Politics of this sort is not calculated to endear investors to Britain or the pound. Whoever replaces Ms May will be in exactly the same predicament that she has faced for the last two years: there is no withdrawal mechanism that can win the support of a majority of the House and, at the same time, satisfy the EU. Until parliament can come up with a new wheeze sterling is likely to remain under pressure.
Patience in places
As Westminster MPs look intemperate the Federal Reserve is anything but. The minutes of the Federal Open Market Committee reiterated that it "will be patient as it determines what future adjustments to the target range for the federal funds rate may be appropriate". Importantly, there was no hint of a rate cut.
That puts investors at odds with the Fed.
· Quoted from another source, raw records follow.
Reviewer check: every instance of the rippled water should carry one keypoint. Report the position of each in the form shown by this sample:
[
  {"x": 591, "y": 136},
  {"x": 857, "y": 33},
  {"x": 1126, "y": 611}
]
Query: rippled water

Futures prices imply one rate cut before the end of the year, despite the FOMC's protestations of patience. Nevertheless, the US dollar did strengthen after the minutes came out. It is on average unchanged on the day and two thirds of a cent higher against sterling.
The Canadian dollar had an uncomfortably interesting day. It perked up nicely on the back of stronger-than-expected retail sales only to crash into reverse when oil prices took a tumble. The Loonie took the penultimate slot, ahead of sterling by two fifths of a cent.
Votes and PMIs
Voting in the European elections begins today in Britain and the Netherlands. The usual element of election-night tension will be absent because there are no exit polls and the result will be held back until Sunday evening. Today's main topic is the provisional purchasing managers' index readings.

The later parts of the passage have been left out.